= December 1870 Goldfields South colonial by-election =

By-election in New South Wales, Australia

A by-election was held for the New South Wales Legislative Assembly electorate of Goldfields South on 12 December 1870 as a result of the Legislative Assembly declaring the election of Ezekiel Baker was void. Baker had been appointed to conduct a Royal Commission to inquire into the laws and regulations of the goldfields and for securing a permanent water supply.
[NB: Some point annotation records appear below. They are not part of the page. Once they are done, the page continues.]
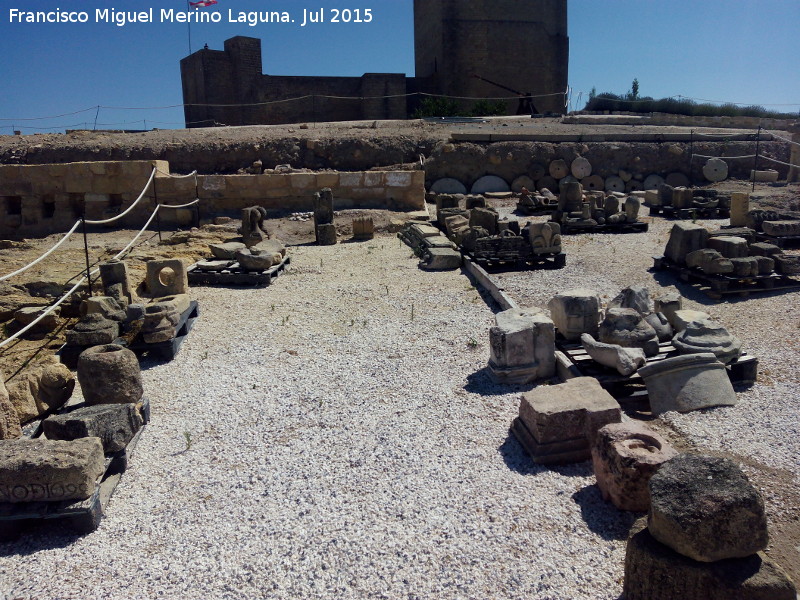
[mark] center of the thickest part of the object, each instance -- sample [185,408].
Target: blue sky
[726,50]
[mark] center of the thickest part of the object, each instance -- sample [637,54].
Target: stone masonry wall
[37,200]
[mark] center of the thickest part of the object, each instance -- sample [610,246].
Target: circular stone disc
[615,184]
[581,168]
[715,170]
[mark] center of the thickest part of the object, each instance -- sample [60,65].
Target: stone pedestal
[575,312]
[557,423]
[625,456]
[687,383]
[522,346]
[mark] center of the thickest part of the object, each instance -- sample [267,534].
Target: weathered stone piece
[522,346]
[545,238]
[92,330]
[704,335]
[440,259]
[9,419]
[227,250]
[159,324]
[709,261]
[575,312]
[625,360]
[116,281]
[109,374]
[363,228]
[557,423]
[41,388]
[654,571]
[253,225]
[625,327]
[779,228]
[44,470]
[683,239]
[686,383]
[705,508]
[625,456]
[167,277]
[114,424]
[325,234]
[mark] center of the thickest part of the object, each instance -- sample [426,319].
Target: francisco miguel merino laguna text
[252,18]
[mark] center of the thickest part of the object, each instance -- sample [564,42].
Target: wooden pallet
[235,275]
[638,227]
[166,351]
[536,261]
[718,285]
[81,516]
[743,371]
[671,212]
[781,241]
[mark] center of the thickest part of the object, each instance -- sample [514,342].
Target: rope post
[755,160]
[86,253]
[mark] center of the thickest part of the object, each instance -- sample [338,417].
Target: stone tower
[519,44]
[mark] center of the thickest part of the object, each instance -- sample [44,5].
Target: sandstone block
[44,470]
[114,424]
[654,571]
[572,410]
[109,374]
[575,312]
[522,346]
[729,247]
[625,456]
[683,239]
[705,508]
[167,277]
[686,383]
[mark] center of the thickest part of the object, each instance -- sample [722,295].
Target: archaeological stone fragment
[705,508]
[625,360]
[109,374]
[522,346]
[625,327]
[686,383]
[625,456]
[45,470]
[575,312]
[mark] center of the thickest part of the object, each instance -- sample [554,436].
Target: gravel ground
[347,442]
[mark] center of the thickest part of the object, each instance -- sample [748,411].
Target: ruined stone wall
[520,44]
[37,200]
[233,77]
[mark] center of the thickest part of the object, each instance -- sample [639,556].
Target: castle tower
[519,44]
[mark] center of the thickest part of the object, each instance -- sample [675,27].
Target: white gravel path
[346,443]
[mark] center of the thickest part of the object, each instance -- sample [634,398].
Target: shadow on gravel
[517,459]
[602,517]
[37,537]
[482,383]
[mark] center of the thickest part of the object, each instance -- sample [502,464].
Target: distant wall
[37,200]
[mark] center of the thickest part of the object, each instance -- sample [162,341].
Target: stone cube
[705,508]
[46,470]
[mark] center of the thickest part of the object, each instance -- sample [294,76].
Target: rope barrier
[130,208]
[50,309]
[138,235]
[45,255]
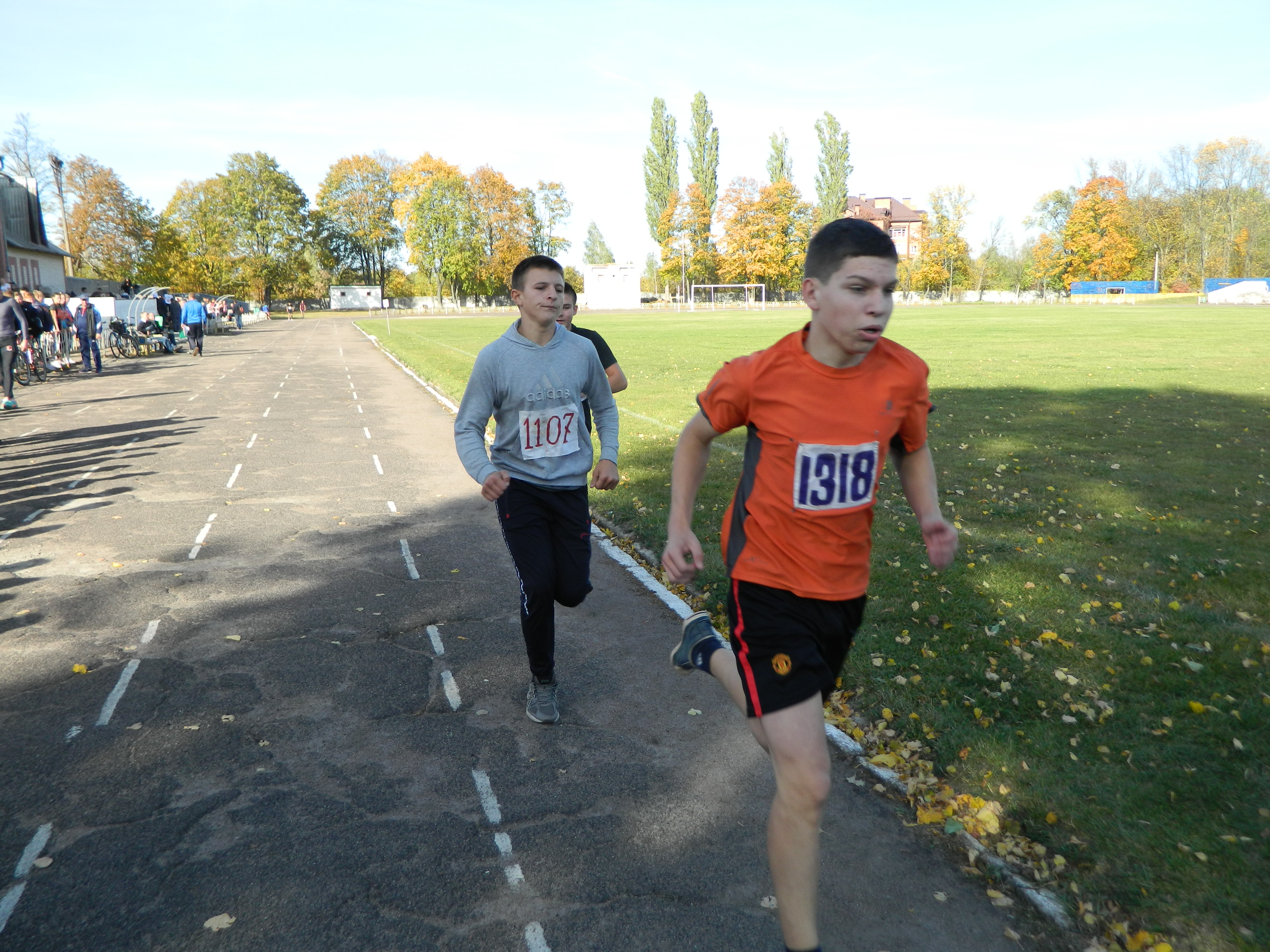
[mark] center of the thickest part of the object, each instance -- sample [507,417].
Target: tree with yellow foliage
[1098,237]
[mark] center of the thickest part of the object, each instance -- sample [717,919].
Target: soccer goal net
[729,296]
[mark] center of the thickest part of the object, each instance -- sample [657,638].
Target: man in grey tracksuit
[533,381]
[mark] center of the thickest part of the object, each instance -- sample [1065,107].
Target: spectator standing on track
[822,407]
[616,379]
[193,316]
[13,338]
[531,381]
[88,329]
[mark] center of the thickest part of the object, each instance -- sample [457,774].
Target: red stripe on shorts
[743,656]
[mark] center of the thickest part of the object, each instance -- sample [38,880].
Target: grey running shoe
[540,703]
[696,630]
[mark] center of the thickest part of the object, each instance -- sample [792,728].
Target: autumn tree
[111,229]
[661,171]
[200,224]
[595,249]
[835,169]
[945,259]
[356,219]
[268,214]
[505,232]
[1097,237]
[780,165]
[704,152]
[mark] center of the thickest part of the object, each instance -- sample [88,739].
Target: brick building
[893,216]
[32,261]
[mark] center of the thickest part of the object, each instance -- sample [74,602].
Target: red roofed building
[895,217]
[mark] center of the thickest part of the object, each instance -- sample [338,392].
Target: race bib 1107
[835,478]
[549,432]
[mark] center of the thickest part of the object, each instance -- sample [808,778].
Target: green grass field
[1107,466]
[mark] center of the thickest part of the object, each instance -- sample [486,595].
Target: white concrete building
[31,258]
[613,287]
[356,298]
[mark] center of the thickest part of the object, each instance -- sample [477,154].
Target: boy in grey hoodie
[533,381]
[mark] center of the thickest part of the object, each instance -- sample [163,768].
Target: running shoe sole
[701,629]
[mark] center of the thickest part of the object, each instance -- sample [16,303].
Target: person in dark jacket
[88,328]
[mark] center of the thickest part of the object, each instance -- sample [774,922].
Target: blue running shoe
[696,630]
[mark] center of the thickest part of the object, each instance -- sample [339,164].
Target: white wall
[613,287]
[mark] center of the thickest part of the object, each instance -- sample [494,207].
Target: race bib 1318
[549,432]
[835,478]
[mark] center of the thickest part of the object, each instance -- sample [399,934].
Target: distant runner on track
[533,381]
[822,408]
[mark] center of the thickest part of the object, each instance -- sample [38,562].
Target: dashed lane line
[203,536]
[410,560]
[9,902]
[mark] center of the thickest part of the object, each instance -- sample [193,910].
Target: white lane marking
[117,692]
[534,938]
[9,903]
[73,485]
[669,598]
[34,850]
[410,560]
[488,802]
[447,681]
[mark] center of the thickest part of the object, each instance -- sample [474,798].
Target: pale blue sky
[1005,98]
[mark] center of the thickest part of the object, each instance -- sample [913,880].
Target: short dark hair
[519,272]
[843,239]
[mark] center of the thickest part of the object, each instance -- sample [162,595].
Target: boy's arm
[918,478]
[691,456]
[474,413]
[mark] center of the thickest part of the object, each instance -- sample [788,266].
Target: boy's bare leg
[801,760]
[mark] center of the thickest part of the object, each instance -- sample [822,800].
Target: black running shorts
[788,648]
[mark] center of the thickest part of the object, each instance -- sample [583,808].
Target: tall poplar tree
[831,182]
[704,152]
[595,251]
[661,171]
[780,165]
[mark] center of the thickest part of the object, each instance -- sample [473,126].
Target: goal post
[753,294]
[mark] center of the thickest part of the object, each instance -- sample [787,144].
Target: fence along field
[1108,469]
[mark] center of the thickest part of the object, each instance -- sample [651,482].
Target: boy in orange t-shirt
[822,407]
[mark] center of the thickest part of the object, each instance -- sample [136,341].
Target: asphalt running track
[304,708]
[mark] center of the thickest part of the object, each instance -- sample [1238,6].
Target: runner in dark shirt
[616,379]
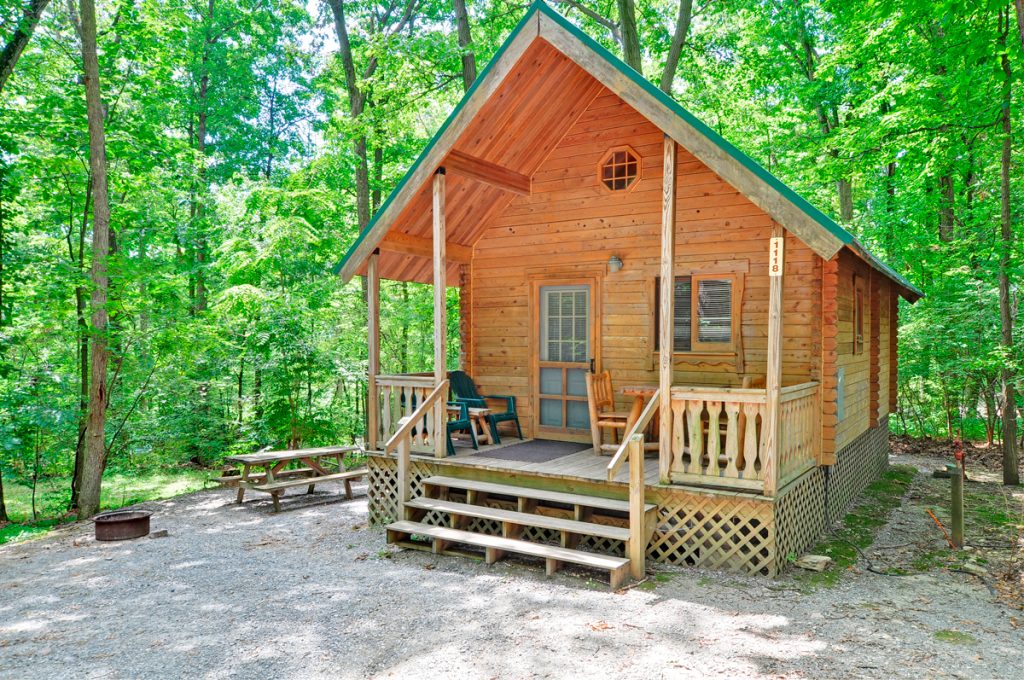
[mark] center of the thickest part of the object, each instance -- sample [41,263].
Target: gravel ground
[312,592]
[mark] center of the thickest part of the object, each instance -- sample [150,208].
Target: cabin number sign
[775,257]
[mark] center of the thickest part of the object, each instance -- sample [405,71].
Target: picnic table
[481,422]
[321,465]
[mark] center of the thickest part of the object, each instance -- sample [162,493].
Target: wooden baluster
[386,414]
[751,441]
[428,423]
[404,478]
[693,411]
[731,438]
[678,435]
[714,437]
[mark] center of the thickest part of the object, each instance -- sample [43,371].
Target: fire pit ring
[123,524]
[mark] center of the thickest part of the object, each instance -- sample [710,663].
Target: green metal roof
[753,166]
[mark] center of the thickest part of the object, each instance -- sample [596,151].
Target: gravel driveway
[312,592]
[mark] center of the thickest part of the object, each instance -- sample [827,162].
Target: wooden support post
[638,516]
[404,478]
[773,378]
[374,358]
[667,309]
[440,315]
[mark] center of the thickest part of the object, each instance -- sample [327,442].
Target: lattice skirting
[732,532]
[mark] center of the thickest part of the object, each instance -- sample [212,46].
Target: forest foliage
[249,140]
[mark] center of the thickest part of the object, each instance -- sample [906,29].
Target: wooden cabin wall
[570,224]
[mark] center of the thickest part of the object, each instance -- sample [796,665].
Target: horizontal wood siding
[571,224]
[885,303]
[856,418]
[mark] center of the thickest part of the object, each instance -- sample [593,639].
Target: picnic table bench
[321,465]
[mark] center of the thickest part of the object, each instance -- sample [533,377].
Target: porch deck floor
[582,465]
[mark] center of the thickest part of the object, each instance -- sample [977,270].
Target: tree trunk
[683,20]
[1019,6]
[82,321]
[465,44]
[95,448]
[258,393]
[631,39]
[242,375]
[15,45]
[1011,474]
[946,202]
[198,207]
[3,317]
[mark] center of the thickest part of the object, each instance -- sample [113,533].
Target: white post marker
[775,256]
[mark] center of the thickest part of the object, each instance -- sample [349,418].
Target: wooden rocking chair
[601,399]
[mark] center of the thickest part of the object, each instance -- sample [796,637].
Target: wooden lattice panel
[382,492]
[713,530]
[799,517]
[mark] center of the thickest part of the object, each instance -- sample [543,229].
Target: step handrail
[645,417]
[407,424]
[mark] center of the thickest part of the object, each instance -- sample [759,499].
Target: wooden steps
[401,533]
[535,494]
[534,508]
[521,518]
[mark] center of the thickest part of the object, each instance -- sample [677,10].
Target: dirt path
[312,592]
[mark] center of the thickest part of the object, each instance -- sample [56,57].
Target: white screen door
[565,350]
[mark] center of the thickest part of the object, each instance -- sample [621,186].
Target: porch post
[773,377]
[667,309]
[374,348]
[440,315]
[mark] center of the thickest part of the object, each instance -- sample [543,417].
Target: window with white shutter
[714,327]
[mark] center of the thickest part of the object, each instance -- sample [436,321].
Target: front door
[564,354]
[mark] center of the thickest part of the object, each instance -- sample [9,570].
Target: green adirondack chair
[461,424]
[465,392]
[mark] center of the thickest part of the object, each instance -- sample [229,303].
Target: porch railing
[398,396]
[718,436]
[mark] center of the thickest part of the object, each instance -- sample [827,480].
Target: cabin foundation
[734,532]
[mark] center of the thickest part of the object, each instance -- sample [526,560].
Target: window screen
[683,302]
[564,321]
[620,170]
[715,310]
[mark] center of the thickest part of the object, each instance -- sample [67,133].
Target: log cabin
[600,235]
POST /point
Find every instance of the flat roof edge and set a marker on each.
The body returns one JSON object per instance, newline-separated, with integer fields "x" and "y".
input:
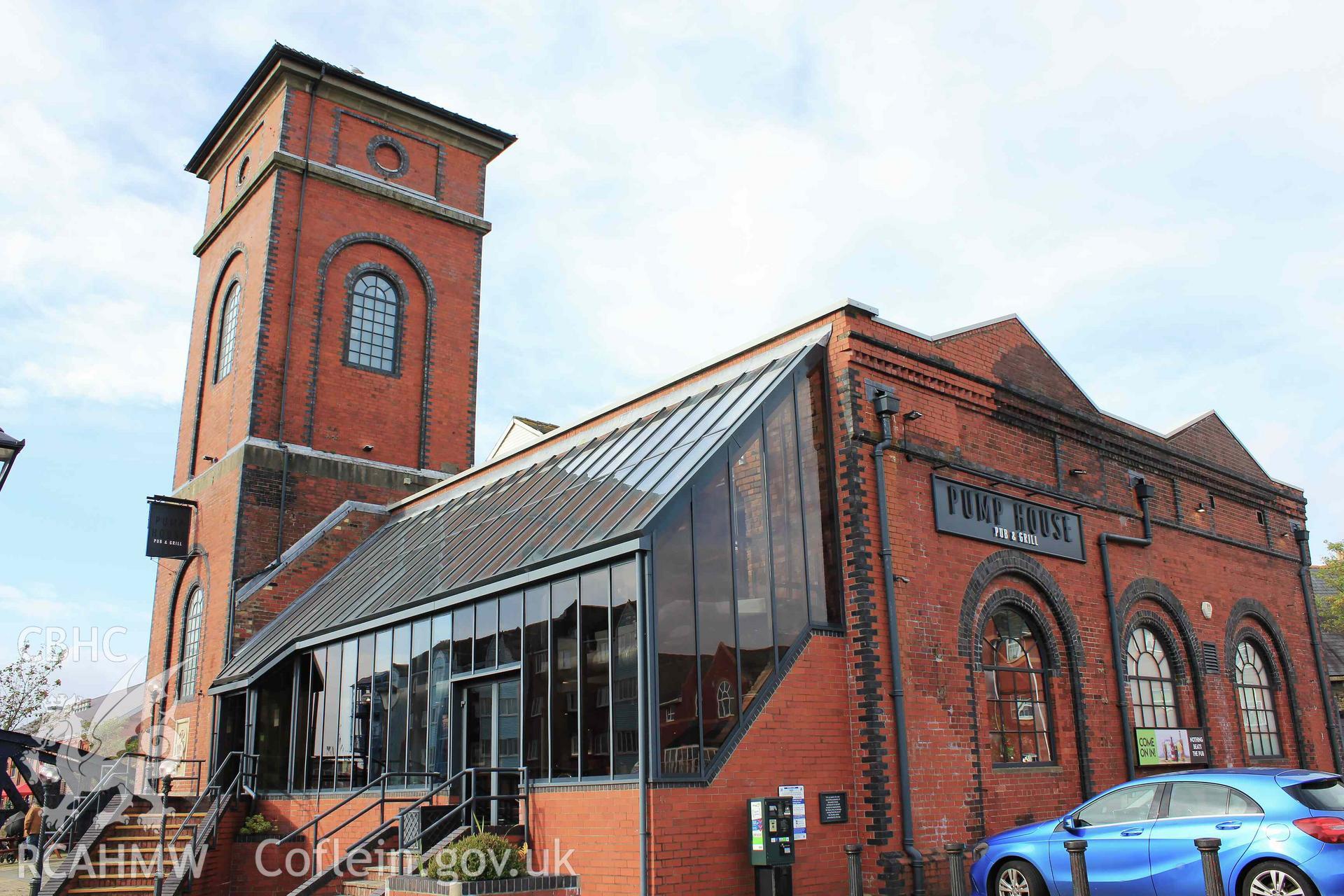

The Committee of Elections and Qualifications held that this appointment was an office of profit under the crown which meant he was incapable of being elected, or of sitting, or voting, as a member of the Assembly.

==Dates==

| Date | Event |
|---|---|
| 18 August 1870 | Question referred to the Elections and Qualifications Committee. |
| 4 November 1870 | The Assembly considered the report of the Elections and Qualifications Committee and declared the seat vacant. |
| 5 November 1879 | Writ of election issued by the Speaker of the Legislative Assembly. |
| 21 November 1879 | Nominations at Adelong |
| 12 December 1879 | Polling day |
| 3 January 1871 | Return of writ |

==Polling places==

- Adelong
- Kimo, near Gundagai
- Grenfell
- Quondong
- Wombat
- Elrington, now known as Majors Creek
- Kiandra
- Upper Adelong
- Broken-cart Creek, near Talbingo
- Reedy Flat, now known as Batlow
- Araluen
- Mongarlowe
- Jembaicumbene
- Junee
- Sebastopol.

==Result==

1870 Goldfields South by-election Monday 12 December
| Candidate |  | Votes | % |
|---|---|---|---|
| Ezekiel Baker (elected) |  | 1,054 | 79.9 |
| George Stephen |  | 265 | 20.1 |
| Total formal votes |  | 1,319 | 100.0 |
| Informal votes |  | 0 | 0.0 |
| Turnout |  | 1,319 | 66.0 |

The Committee of Elections and Qualifications held that the appointment of Ezekiel Baker to conduct a Royal Commission into the goldfields meant that he held an office of profit under the crown and his election was declared void.